A train derailment west of town disrupted the Vaudreuil-Hudson Exo line from Wednesday morning, and a suspicious package scare caused the closure of one of the two runways at Trudeau most of the day, followed by the arrest of two suspects; the airport is operating normally again although with some inconveniences due to delayed flights. CF-18s escorted two inbound flights from concern about security.
Maisonneuve-Rosemont Hospital sustained a major computer outage all day Wednesday, meaning a chaotic return to paper records.*
* I wonder how far this medical outage extended. I had a routine blood test at a CLSC Wednesday afternoon, a process that’s never been confused in the past, but this time the staff were obviously having difficulties figuring out who was there for what. Eventually a technician just called out “Who’s here for blood tests? Follow me!” and we did. Nobody seemed to know what was going on.



Nicholas 22:23 on 2026-03-18 Permalink
Seems the whole CIUSSS de l’Est-de-l’Île-de-Montréal was affected somewhat, which includes CLSCs. Were you east of a line from Plateau train tracks to D’Iberville to the Met to Papineau?

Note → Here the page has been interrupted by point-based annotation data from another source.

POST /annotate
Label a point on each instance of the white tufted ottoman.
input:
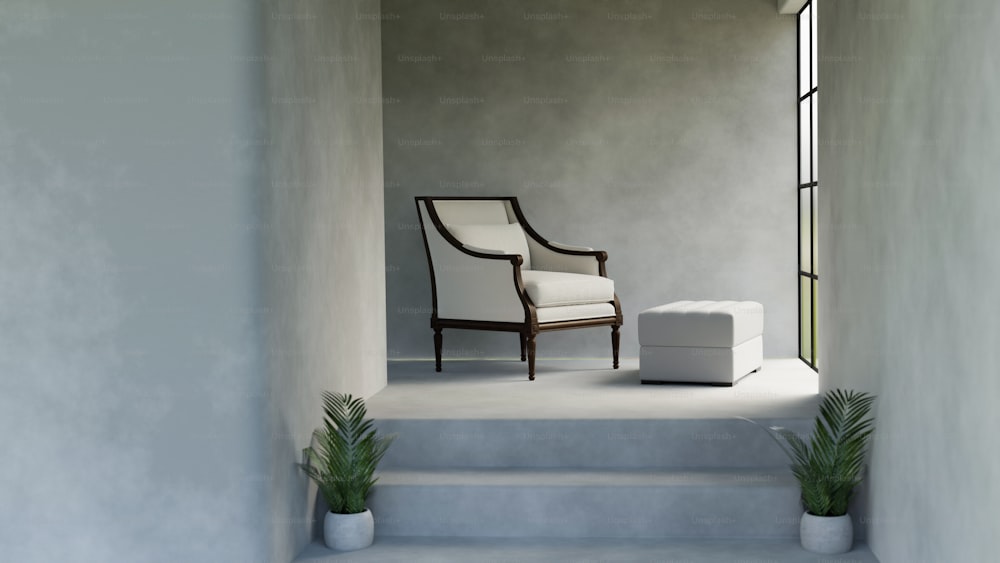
(715, 342)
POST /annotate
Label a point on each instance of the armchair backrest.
(484, 224)
(464, 284)
(474, 211)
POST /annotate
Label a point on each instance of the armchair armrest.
(562, 246)
(558, 257)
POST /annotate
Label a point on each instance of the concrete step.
(585, 444)
(544, 550)
(580, 503)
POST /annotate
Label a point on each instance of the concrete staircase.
(663, 478)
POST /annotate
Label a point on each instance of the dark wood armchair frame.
(530, 328)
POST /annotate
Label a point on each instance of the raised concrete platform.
(525, 550)
(585, 389)
(491, 467)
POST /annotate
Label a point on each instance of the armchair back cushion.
(508, 239)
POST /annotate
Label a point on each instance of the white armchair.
(491, 271)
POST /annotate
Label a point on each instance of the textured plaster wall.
(662, 132)
(909, 219)
(323, 242)
(130, 381)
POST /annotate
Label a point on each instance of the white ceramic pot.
(348, 532)
(826, 534)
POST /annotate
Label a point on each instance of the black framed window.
(807, 189)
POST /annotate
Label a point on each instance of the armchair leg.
(530, 342)
(437, 348)
(615, 341)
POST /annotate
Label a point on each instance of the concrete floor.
(585, 389)
(481, 550)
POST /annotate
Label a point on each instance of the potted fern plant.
(829, 467)
(342, 462)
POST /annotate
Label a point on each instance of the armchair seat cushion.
(557, 289)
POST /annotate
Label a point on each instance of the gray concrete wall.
(324, 248)
(662, 132)
(909, 219)
(132, 384)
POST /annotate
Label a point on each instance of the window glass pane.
(805, 138)
(815, 138)
(814, 33)
(815, 234)
(815, 347)
(805, 309)
(805, 56)
(805, 240)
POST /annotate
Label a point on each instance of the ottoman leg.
(437, 348)
(530, 342)
(615, 343)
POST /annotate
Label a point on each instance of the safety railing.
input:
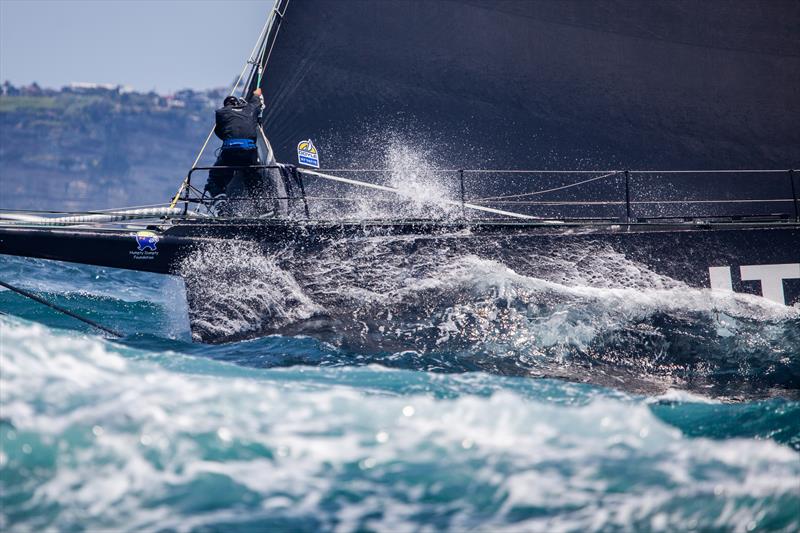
(621, 195)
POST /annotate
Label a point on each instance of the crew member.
(237, 124)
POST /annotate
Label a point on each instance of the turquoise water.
(290, 432)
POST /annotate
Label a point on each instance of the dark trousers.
(221, 179)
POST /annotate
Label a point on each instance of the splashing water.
(141, 439)
(424, 190)
(387, 386)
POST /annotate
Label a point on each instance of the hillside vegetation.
(96, 149)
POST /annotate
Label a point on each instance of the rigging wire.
(39, 299)
(261, 37)
(534, 193)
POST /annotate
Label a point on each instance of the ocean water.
(462, 397)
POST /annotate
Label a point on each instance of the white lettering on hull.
(770, 276)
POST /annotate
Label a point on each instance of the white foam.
(161, 433)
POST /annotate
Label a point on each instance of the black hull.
(682, 252)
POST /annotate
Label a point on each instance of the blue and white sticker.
(307, 154)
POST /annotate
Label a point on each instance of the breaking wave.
(577, 313)
(98, 435)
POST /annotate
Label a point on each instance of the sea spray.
(402, 303)
(133, 442)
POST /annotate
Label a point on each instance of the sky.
(162, 45)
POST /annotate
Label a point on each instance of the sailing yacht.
(503, 130)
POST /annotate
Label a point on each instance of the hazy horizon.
(163, 46)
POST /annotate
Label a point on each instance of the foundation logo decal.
(146, 245)
(307, 154)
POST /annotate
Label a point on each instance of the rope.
(448, 202)
(550, 190)
(39, 299)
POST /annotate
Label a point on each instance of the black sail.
(495, 84)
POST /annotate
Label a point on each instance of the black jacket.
(239, 122)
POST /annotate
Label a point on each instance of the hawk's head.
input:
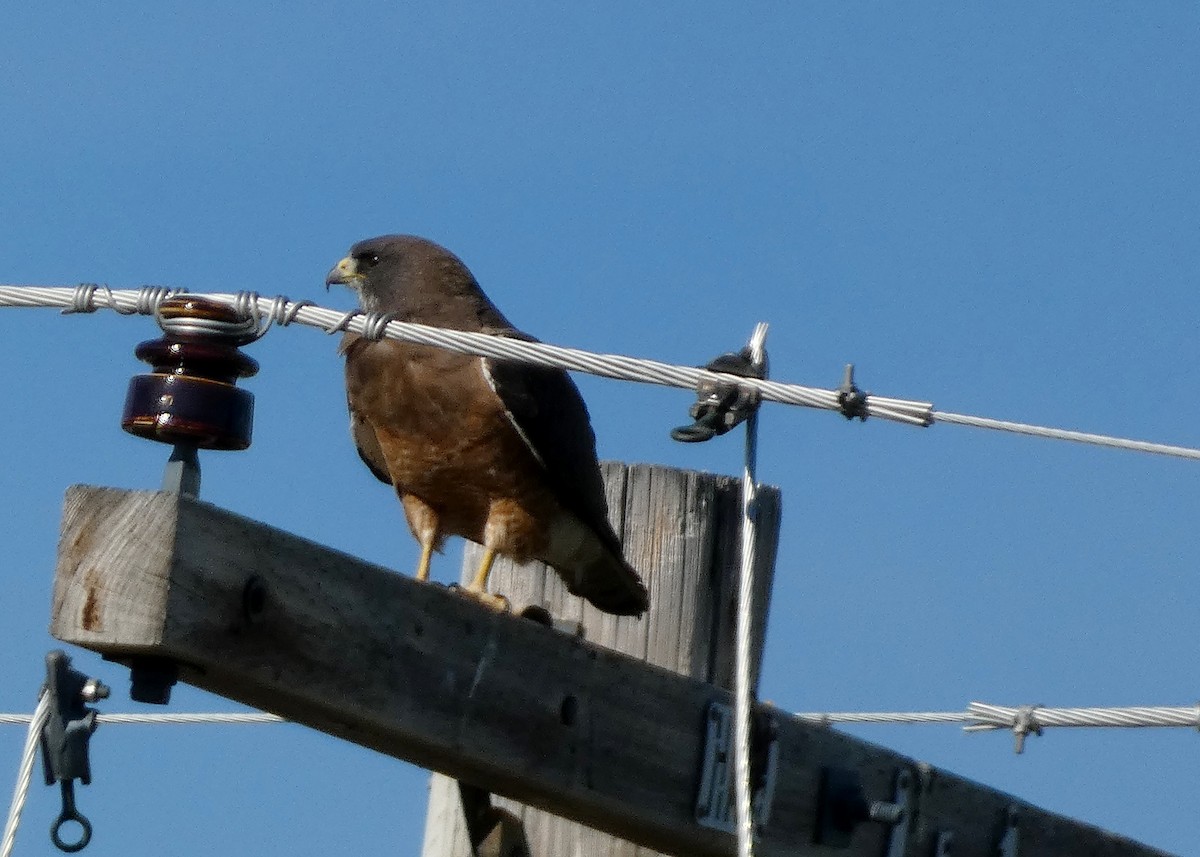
(401, 274)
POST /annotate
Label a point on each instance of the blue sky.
(994, 209)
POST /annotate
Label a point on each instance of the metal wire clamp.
(65, 741)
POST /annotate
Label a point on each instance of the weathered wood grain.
(682, 531)
(421, 673)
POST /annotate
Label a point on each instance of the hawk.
(492, 450)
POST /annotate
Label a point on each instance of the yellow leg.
(478, 587)
(423, 568)
(485, 568)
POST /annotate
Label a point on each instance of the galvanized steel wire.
(265, 312)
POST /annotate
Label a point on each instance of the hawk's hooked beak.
(345, 273)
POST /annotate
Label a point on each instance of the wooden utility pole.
(545, 718)
(682, 531)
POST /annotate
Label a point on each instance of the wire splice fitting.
(1025, 724)
(723, 405)
(191, 397)
(65, 739)
(851, 400)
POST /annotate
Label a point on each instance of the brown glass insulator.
(191, 397)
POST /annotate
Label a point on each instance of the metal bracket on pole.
(714, 801)
(65, 741)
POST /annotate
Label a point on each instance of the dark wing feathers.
(550, 414)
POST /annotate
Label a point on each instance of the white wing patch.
(513, 420)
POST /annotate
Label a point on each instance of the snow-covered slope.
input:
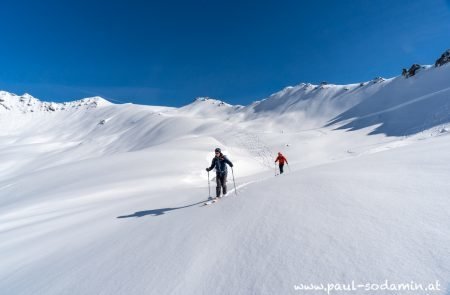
(100, 198)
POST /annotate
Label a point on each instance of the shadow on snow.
(157, 212)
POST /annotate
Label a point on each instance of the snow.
(101, 198)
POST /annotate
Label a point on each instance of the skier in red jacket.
(281, 159)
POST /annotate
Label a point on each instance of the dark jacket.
(220, 164)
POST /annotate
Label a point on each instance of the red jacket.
(281, 159)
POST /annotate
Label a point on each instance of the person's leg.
(219, 184)
(224, 184)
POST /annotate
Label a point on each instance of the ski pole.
(234, 182)
(209, 187)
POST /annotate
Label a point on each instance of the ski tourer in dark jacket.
(219, 162)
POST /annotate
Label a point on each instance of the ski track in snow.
(113, 208)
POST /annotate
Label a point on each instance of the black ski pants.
(221, 181)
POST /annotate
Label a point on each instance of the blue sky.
(169, 52)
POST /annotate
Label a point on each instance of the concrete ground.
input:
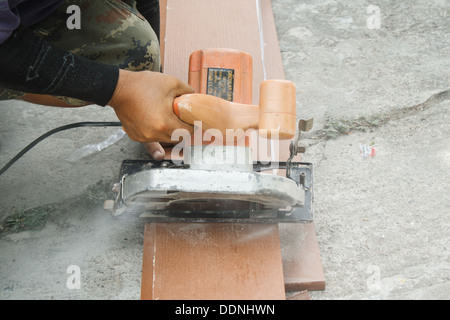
(380, 97)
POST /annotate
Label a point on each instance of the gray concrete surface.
(382, 221)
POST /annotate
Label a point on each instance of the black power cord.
(59, 129)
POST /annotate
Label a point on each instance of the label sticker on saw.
(220, 83)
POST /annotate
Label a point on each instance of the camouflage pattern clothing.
(111, 31)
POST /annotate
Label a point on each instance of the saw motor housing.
(207, 184)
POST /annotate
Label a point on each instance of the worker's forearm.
(29, 64)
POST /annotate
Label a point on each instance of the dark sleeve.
(150, 10)
(30, 64)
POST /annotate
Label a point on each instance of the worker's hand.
(143, 102)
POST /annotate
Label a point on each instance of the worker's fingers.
(181, 88)
(155, 150)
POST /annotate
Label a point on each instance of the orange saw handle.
(275, 115)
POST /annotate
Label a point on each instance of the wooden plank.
(193, 25)
(198, 24)
(214, 261)
(162, 37)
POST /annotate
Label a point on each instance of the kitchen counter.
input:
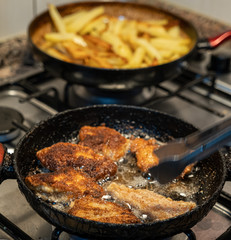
(14, 51)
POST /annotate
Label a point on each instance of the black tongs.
(176, 155)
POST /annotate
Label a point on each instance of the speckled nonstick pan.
(138, 121)
(116, 79)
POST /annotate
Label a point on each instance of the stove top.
(201, 95)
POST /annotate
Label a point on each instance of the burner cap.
(8, 130)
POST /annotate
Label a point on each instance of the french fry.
(68, 19)
(60, 37)
(137, 58)
(150, 50)
(118, 46)
(99, 25)
(96, 39)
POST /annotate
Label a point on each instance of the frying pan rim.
(111, 225)
(74, 65)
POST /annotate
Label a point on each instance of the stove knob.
(220, 63)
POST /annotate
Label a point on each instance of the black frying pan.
(115, 79)
(128, 120)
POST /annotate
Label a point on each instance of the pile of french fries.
(93, 38)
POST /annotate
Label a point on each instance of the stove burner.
(82, 96)
(8, 130)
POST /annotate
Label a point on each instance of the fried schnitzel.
(154, 205)
(64, 154)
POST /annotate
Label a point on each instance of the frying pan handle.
(213, 42)
(6, 165)
(227, 156)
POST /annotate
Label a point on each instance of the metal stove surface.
(203, 112)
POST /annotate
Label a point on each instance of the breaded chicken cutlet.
(65, 154)
(65, 183)
(104, 140)
(97, 209)
(154, 205)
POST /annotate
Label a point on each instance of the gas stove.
(201, 95)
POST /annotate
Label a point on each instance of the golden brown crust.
(144, 151)
(154, 205)
(100, 210)
(72, 183)
(104, 140)
(64, 154)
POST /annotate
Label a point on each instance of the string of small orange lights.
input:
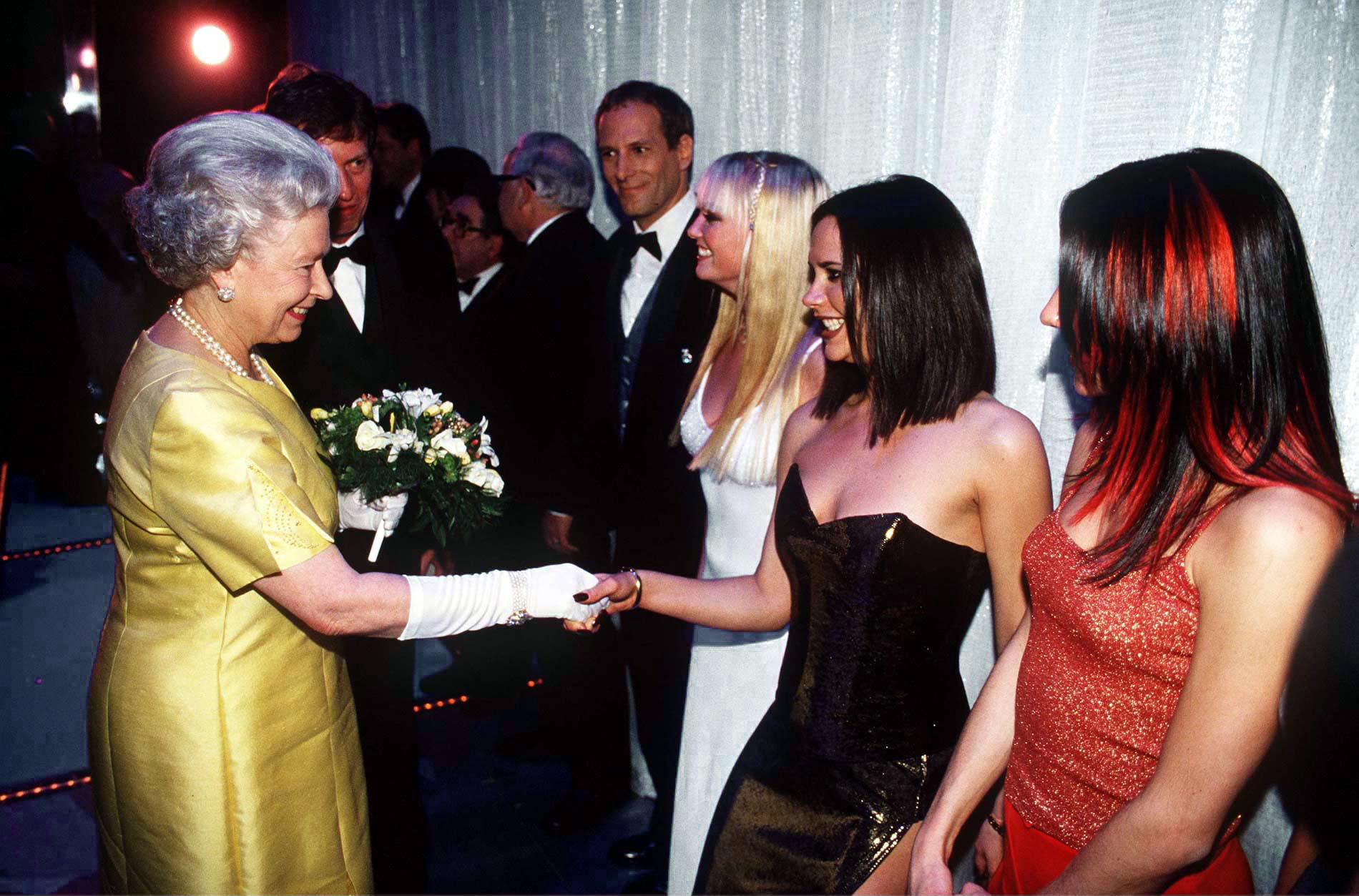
(81, 778)
(458, 701)
(56, 548)
(51, 786)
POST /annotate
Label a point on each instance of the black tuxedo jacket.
(426, 262)
(332, 362)
(647, 491)
(463, 377)
(528, 350)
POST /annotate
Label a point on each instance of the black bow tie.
(647, 241)
(358, 252)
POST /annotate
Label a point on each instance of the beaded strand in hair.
(752, 206)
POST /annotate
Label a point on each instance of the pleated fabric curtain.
(1004, 104)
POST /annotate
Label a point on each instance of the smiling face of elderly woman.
(280, 280)
(238, 200)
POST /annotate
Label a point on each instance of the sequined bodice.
(1100, 680)
(880, 608)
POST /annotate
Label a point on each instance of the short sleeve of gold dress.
(222, 733)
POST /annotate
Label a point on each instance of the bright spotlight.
(211, 45)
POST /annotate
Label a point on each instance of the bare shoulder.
(1271, 543)
(1001, 433)
(1280, 520)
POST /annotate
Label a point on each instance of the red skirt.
(1033, 860)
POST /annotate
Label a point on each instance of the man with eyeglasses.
(477, 241)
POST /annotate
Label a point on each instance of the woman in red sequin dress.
(1203, 501)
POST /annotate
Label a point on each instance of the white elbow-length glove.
(450, 604)
(356, 513)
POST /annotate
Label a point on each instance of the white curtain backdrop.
(1004, 104)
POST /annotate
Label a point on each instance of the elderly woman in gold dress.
(222, 730)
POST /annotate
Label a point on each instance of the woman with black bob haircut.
(1203, 502)
(903, 491)
(888, 232)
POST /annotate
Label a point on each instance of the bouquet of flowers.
(412, 440)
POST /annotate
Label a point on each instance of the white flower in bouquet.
(400, 440)
(483, 476)
(415, 400)
(448, 443)
(484, 449)
(370, 437)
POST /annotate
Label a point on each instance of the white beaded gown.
(733, 676)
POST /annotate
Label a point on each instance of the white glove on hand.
(355, 513)
(552, 592)
(450, 604)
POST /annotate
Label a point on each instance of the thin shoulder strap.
(1202, 525)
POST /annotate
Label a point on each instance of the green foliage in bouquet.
(411, 440)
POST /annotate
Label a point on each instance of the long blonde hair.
(772, 195)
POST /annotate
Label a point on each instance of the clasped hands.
(617, 592)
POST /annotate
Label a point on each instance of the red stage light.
(211, 45)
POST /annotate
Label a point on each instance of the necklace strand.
(181, 315)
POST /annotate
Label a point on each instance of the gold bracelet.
(637, 579)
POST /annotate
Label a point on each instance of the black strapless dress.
(869, 707)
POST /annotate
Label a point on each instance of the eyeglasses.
(461, 226)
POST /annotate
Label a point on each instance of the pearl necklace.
(181, 315)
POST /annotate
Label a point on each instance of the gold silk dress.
(222, 732)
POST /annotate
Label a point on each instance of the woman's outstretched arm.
(747, 603)
(328, 596)
(1014, 494)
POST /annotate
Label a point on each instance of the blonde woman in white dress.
(761, 363)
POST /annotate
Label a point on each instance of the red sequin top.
(1099, 684)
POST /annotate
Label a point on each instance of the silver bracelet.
(518, 599)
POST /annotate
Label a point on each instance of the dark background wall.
(149, 79)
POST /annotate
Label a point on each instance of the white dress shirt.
(646, 268)
(351, 282)
(543, 227)
(483, 279)
(407, 192)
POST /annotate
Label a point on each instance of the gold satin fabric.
(222, 732)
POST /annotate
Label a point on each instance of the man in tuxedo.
(360, 342)
(657, 318)
(400, 155)
(533, 350)
(491, 662)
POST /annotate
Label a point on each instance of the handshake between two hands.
(577, 597)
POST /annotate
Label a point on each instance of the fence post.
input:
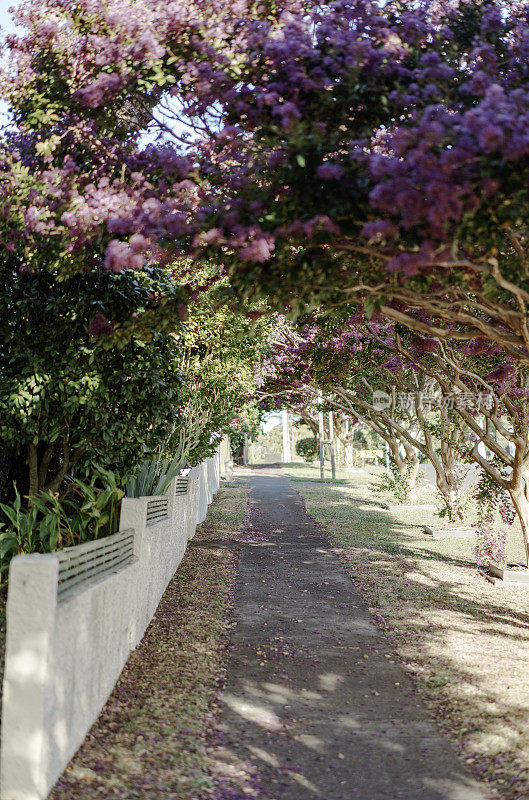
(28, 677)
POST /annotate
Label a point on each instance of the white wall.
(64, 658)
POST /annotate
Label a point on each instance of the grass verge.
(149, 741)
(465, 642)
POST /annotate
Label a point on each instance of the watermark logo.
(381, 400)
(410, 402)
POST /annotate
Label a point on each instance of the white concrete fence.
(74, 616)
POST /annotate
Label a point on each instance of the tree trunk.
(520, 500)
(349, 453)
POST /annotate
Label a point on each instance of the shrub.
(307, 448)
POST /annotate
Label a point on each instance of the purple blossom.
(329, 171)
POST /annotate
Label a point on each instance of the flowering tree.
(356, 149)
(347, 365)
(490, 395)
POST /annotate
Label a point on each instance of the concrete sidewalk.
(315, 705)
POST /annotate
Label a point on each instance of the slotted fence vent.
(156, 510)
(182, 485)
(90, 561)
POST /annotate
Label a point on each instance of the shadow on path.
(315, 705)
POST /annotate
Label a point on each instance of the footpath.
(315, 703)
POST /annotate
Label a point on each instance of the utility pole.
(245, 449)
(331, 443)
(286, 437)
(321, 430)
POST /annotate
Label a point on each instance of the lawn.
(150, 740)
(465, 641)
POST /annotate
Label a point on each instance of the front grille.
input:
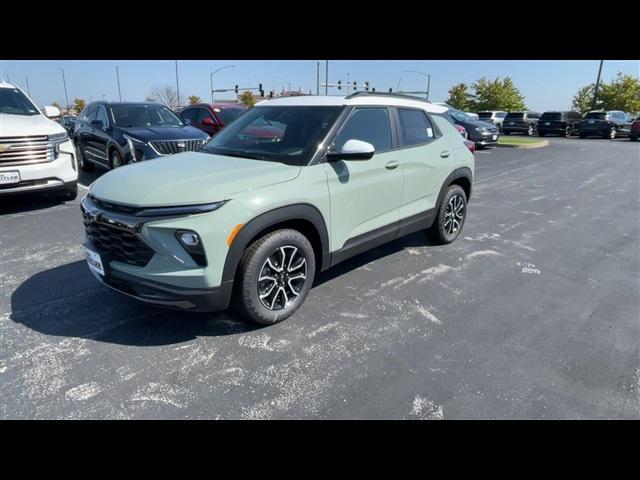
(26, 150)
(169, 147)
(122, 243)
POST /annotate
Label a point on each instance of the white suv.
(35, 152)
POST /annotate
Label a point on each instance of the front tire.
(115, 159)
(451, 216)
(274, 277)
(82, 163)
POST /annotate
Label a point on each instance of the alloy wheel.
(454, 215)
(282, 277)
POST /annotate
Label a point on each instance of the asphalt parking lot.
(532, 313)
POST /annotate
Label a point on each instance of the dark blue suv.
(112, 134)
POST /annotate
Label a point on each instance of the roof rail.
(387, 94)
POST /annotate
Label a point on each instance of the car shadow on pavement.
(418, 239)
(67, 301)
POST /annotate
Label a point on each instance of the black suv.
(563, 123)
(113, 134)
(605, 124)
(525, 122)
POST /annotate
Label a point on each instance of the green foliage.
(459, 97)
(247, 99)
(497, 95)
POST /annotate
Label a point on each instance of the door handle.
(392, 164)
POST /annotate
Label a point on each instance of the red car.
(635, 130)
(211, 118)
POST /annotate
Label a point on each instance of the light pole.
(211, 78)
(424, 75)
(595, 92)
(118, 78)
(64, 83)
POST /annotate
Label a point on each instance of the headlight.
(59, 137)
(191, 242)
(132, 142)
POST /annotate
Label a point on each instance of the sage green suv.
(292, 187)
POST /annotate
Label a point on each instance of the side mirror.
(352, 150)
(50, 111)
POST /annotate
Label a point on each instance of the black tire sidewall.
(438, 232)
(246, 300)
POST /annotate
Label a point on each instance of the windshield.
(596, 115)
(460, 116)
(278, 134)
(145, 116)
(14, 102)
(228, 115)
(551, 116)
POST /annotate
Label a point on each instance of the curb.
(542, 144)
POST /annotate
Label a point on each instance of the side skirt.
(367, 241)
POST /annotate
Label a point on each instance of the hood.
(148, 134)
(27, 125)
(188, 178)
(478, 124)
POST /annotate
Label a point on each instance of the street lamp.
(424, 75)
(211, 78)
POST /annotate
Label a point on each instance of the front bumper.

Kate 22:32 on 2026-03-18 Permalink
I was at the CLSC de la Petite-Patrie (they had open appointments, although it’s not closest to me), which I gather is under the CIUSSS du Nord-de-l’Île-de-Montréal. It’s next to Beaubien metro.
PatrickC 09:17 on 2026-03-19 Permalink
A computer shutdown at a hospital ER is a major plotline in this season of the TV show “The Pitt.” One of the jokes is that someone brings out a fax machine from storage and only the old timers have ever seen one. But didn’t I read not so long ago that in Quebec hospitals fax machines were still being used on a regular basis? Or is my memory playing tricks?
Ian 10:00 on 2026-03-19 Permalink
No, until recently hospitals weren’t allowed to use anything but fax as it was considered more secure in terms of privacy and data protection. They weren’t wrong, but still.
Bert 10:22 on 2026-03-19 Permalink
They ARE wrong. Security by obscurity is not a thing. the data on the phone line is a pure unencrypted TIF file. 99.99% of email today is encrypted basically end-to-end. Further email adds authentication, who actually sent / received the communication. Add to that all the auditing and data loss prevention abilities.
Who sent the fax? No idea, caller ID can be spoofed, the header line of the fax can be faked. Who received the fax? No idea, it goes basically to a shared paper inbox. Proof of delivery, that little slip?
Hospital fax requirement is only still around to keep end users at best beholden to intermediaries, such as pharmacies. Your records are already in an electronic medical record system. Why should the 300 or 600 dpi x-ray of my broken leg (hypothetical) get downscaled to 200 by 100 dpi?
I understand that doctors or the hospital staff don’t want to get bombarded by questions, “my leg hurts, what do I do?” but this sort of thing can be mitigated. But service providers should be held to account whenever possible.
Joey 13:09 on 2026-03-19 Permalink
Why do we still have fax? Because it’s not just the fax machine that needs to be replaced – the entire electronic health record system has to be developed, and funded (including funding for health professionals like doctors to use it). Could you replace fax transmissions with something better (cheaper, faster, easier, more secure)? You sure could, easily even, if it was a one-off change. But if that change effectively triggers a reimagining of how all healthcare data is treated, suddenly it’s a much larger project.
Kevin 15:19 on 2026-03-19 Permalink
An issue with system changes is that, in my experience, they get selected by people who don’t ever use the systems involved, and then tested by incompetent people.
Sales people pitch to managers who don’t use the tech, who then survey some employees about what is needed… but the people best suited to test the systems, provide advice and make those decisions are generally very competent. A manager doesn’t want to pull them off their task because you’d need several people to replace them, therefore they give the testing duty to the employee who is so useless they don’t even need to be replaced
Then the system gets chosen, and it invariably does not effectively do what the sales people promised it could do, and we end up with kludgy workarounds.
All because some manager doesn’t want to give a competent person time to play with a test system and come up with reasons to reject it.